Eon Productions usually follows a weak entry in the series with a strong one, so I was highly anticipating “Skyfall.” Sam Mendes, who’d directed Daniel Craig in “Road to Perdition,” was at the helm. Javier Bardem portraying the film’s villain – Silva – is what had everyone most excited. M was crucial to the plot, which I was leery of because I was quite vocal in my feelings that Dame Judi Dench took up too much screentime in “Quantum of Solace,” but it ended up being a ceremonious departure for her character after seven films. Q made his return, played by Ben Whishaw.

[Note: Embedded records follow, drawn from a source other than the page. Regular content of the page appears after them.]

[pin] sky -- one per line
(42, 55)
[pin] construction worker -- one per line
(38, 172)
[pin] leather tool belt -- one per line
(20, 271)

Naomi Harris denied that she we would be portraying Miss Moneypenny while promoting the film, but I easily saw through that façade. Ralph Feinnes and Albert Finney also appeared. Scottish ancestry for 007 was obviously a tip of the hat to Sean Connery. Ian Fleming had done the same in On Her Majesty’s Secret Service after initially being skeptical of Mr. Connery. There was always a school of thought that James Bond was a designation that went along with the rank of 007, but the surname his parents’ headstone was Bond, so I guess that he actually is a spy bold enough to use his given name. Javier Bardem was sufficiently epic in his role, which was a surprise to no one, but let me digress. Silva did fall into the trend of having traits similar to Heath Ledger’s Joker in “The Dark Knight” (2008). The same can be said for Tom Hardy’s Bane in “The Dark Knight Rises” (2012) and Tom Hiddleston as Loki in “The Avengers” (2012) with the whole “getting caught was part of their plan” scheme. This “antagonist getting captured on purpose so to set his insidious plot into motion” routine was quickly becoming cliché. Hell, even James Bond was a bit like Bruce Wayne having Albert Finney as his Alfred Pennyworth. He said that when young James Bond was orphaned he retreated into a cave beneath his house. What!? He had an Alfred and a secret cave entrance!? I didn’t think we needed much backstory on James Bond, but if we did, why turn him into Bruce Wayne? Okay. I’ll rant more about this another time. Everything came full circle on James Bond’s 50th anniversary. Ralph Feinnes assumed the position of M in an office that is almost an exact replica of Bernard Lee’s from the early days of 007. And having Miss Moneypenny back at her post also added to the nostalgia. The band was back together. The soulful title song by Adele took home the gold at both the Golden Globes and the Academy Awards.